The recent interim Phase 2 data for QurAlis' QRL-201, an antisense oligonucleotide (ASO), marks a potentially pivotal moment. Unlike therapies designed for rare genetic subtypes, QRL-201 targets a more pervasive pathological mechanism: the restoration of stathmin-2 expression. Stathmin-2 is critical for neural repair and axonal stability, and its downregulation is a direct consequence of TDP-43 mislocalization, a hallmark found in most ALS cases, both sporadic and familial. This broad applicability could position QRL-201 as a significant therapeutic option for a much wider patient population.

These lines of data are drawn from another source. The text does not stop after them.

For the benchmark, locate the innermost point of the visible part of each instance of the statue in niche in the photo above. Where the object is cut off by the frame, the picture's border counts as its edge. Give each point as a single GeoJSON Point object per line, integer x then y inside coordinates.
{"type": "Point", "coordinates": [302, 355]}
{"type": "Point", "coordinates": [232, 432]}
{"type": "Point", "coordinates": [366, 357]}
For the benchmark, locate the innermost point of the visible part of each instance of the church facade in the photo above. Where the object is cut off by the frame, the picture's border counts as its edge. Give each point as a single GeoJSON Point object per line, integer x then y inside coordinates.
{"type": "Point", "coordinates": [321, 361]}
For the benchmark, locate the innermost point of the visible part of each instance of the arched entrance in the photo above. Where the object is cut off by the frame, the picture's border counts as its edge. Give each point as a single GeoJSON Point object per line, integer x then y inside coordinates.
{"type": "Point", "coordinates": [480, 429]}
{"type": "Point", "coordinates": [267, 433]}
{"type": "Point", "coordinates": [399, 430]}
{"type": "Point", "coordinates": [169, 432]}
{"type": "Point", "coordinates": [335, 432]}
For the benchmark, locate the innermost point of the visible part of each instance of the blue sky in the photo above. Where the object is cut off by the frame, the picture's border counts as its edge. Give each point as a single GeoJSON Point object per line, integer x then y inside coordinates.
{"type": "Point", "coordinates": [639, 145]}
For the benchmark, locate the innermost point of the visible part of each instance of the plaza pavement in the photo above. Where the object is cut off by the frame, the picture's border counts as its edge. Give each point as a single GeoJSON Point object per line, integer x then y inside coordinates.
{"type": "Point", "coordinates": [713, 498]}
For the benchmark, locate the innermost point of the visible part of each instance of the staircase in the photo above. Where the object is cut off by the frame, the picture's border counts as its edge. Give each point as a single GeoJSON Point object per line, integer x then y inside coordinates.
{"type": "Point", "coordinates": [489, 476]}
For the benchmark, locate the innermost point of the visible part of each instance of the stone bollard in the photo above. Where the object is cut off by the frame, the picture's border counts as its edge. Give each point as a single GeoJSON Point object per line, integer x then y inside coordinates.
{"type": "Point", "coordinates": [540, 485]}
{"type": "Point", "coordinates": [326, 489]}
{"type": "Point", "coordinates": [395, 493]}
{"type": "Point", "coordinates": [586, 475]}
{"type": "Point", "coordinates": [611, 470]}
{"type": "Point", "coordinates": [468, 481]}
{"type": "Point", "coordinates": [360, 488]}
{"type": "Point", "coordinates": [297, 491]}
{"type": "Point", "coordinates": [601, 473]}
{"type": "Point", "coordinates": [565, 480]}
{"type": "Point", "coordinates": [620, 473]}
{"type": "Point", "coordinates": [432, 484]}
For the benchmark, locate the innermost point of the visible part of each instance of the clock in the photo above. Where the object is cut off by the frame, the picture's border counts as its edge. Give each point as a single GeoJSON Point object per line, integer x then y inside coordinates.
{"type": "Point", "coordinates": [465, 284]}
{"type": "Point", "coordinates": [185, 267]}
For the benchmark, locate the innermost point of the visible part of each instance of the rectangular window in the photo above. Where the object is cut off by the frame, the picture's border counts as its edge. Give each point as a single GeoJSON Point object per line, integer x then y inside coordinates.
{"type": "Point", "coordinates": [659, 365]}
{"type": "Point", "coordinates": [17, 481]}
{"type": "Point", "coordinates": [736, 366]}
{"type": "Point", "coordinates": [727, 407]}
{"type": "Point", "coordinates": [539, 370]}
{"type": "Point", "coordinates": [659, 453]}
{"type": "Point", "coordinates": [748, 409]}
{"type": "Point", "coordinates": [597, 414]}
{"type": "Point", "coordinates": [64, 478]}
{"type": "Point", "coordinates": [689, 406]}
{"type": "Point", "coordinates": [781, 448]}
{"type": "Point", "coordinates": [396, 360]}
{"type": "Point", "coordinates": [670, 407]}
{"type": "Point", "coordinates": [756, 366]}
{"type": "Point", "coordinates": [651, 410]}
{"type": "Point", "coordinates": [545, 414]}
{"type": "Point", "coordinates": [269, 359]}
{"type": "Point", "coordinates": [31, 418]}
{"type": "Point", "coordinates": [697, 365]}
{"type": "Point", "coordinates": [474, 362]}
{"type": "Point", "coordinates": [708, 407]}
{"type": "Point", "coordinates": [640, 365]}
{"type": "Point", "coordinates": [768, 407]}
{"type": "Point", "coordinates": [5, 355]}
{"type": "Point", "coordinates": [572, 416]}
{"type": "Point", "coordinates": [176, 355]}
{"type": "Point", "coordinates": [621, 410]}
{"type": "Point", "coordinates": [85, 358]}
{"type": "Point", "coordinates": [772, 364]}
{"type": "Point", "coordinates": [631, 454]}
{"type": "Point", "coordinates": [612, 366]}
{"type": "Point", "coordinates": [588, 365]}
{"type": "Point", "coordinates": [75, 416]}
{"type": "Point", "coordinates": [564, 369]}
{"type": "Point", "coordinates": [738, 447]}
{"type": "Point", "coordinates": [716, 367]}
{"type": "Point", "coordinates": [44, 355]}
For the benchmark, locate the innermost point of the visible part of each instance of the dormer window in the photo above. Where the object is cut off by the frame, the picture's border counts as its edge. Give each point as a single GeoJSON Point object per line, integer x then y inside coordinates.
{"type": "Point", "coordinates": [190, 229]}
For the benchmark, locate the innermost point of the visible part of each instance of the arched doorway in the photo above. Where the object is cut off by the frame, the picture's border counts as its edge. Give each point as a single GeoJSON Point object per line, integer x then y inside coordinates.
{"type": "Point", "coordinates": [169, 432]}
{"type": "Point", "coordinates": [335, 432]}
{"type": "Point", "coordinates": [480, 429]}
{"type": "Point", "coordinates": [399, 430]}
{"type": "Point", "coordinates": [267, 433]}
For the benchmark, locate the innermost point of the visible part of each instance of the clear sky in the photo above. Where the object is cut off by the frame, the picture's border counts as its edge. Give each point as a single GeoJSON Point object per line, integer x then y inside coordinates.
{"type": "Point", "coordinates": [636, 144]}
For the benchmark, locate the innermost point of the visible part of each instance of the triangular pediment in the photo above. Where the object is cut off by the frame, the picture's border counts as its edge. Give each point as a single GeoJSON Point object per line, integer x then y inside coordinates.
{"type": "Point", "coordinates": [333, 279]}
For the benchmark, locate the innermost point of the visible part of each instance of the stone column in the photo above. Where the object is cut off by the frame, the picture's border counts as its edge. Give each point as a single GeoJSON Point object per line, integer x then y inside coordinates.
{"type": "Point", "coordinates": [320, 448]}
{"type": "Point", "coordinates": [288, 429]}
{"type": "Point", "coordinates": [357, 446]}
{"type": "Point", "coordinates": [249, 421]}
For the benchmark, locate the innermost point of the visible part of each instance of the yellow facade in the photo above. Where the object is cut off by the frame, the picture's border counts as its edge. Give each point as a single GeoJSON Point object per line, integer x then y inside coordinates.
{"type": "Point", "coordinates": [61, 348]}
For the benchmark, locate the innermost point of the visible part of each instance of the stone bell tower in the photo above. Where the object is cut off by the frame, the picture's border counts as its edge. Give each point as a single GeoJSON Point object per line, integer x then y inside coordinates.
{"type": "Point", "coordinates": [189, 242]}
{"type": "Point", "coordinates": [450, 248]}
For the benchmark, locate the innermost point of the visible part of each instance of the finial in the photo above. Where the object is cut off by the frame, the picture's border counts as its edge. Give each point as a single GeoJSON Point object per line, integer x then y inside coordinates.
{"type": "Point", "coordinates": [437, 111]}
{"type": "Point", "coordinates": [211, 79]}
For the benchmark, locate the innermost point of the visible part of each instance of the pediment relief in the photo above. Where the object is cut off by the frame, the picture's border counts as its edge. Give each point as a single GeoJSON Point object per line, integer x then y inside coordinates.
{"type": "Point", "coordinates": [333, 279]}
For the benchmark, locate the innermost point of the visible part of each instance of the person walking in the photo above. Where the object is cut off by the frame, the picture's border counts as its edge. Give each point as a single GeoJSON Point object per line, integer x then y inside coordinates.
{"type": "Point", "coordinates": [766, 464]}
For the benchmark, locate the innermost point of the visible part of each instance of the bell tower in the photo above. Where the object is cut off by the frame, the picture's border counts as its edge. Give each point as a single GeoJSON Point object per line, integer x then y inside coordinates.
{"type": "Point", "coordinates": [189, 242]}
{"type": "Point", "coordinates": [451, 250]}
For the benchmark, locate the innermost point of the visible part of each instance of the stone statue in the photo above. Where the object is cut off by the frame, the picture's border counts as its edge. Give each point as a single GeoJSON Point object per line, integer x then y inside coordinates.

The reported reductions in disease progression, as measured by the ALSFRS-R, coupled with significant decreases in CSF levels of phosphorylated neurofilament heavy chain (pNfH) and neurofilament light chain (NfL), are particularly encouraging. These neurofilament markers are recognized indicators of axonal damage, and the FDA considers CSF pNfH a predictor of ALS disease progression. This strong biomarker signal, alongside functional improvements, provides a robust foundation for the planned Phase 3 study.

However, the path forward is not without its challenges. The history of ALS drug development is replete with promising early-stage candidates that ultimately failed in larger trials, underscoring the complexity of translating biomarker changes into meaningful, sustained clinical benefit. Furthermore, the ASO therapeutic class, while innovative, has been associated with serious neurologic adverse events in other neurodegenerative conditions, including myelitis and aseptic meningitis, which will require careful monitoring in QRL-201's ongoing development. Demonstrating long-term efficacy and safety beyond the interim 253-day period will be crucial for QRL-201 to fulfill its potential and offer a new, broadly impactful treatment strategy for ALS patients.